The zoo had two Asian elephants, Ruth and Emily. Emily arrived to the zoo in 1968. After being abused in a circus and abandoned in a trailer located in Danvers, Ruth arrived to the zoo in 1986. In 2013, the zoo announced that after the elephants die, it will not take in any other elephants to replace them, instead opting to get greater one-horned rhinos as part of its master plan. In 2024, the zoo announced that Ruth would enter hospice care at 66 years old. Ruth died in December 2024.

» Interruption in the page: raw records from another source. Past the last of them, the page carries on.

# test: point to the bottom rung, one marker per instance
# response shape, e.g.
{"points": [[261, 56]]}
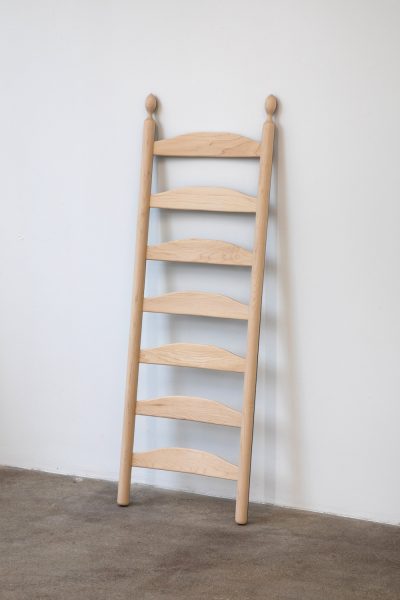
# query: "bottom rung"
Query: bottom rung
{"points": [[186, 460]]}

The exhibits are categorized into five main areas:
- North America East (NAE): This section contains black bears, river otters, beavers, turkey vultures, bald eagles, and a coyote.
- North America West (NAW): This section located beyond the entrance contains bison, wild turkeys, whitetail deer, cougars, Canadian lynx, bobcats, and common crows.
- Aquatics: This section contains harbor seals, shorebirds, exhibits replicating a salt marsh, a kettlepond, and a mountain stream, amphibians, snakes, and turtles.
- Rainforests, Rivers & Reefs: This indoor section contains animals from the tropical regions of Earth, like monkeys, birds, and reef fish.
- Elephants: This section contains the zoo's elephant named Emily. Nearby exhibits include red pandas and red-crowned cranes.
- Domestics: This section contains 2 horses,.
- Animal Ambassadors: This section will be housed in a new Animal Ambassador barn by Domestics, set to open in Spring of 2025. Currently they are housed behind the scenes and are used for programming, and include Virginia opossums, skunks, Madagascar hissing cockroaches and a prehensile-tailed skink.

===Education===
The Wildlife Education Center is an educational building at the heart of the zoo. It contains two classrooms which host educational programs and business and private meetings.

===Events===

Annual events at the zoo include "Boo at the Zoo", "Red, White, and Brew", "First Taste of Fall", and "Cookies, Paws, and Santa Claws".

===Other features===
The North Woods Gift Store and Bear's Den Cafe are open daily.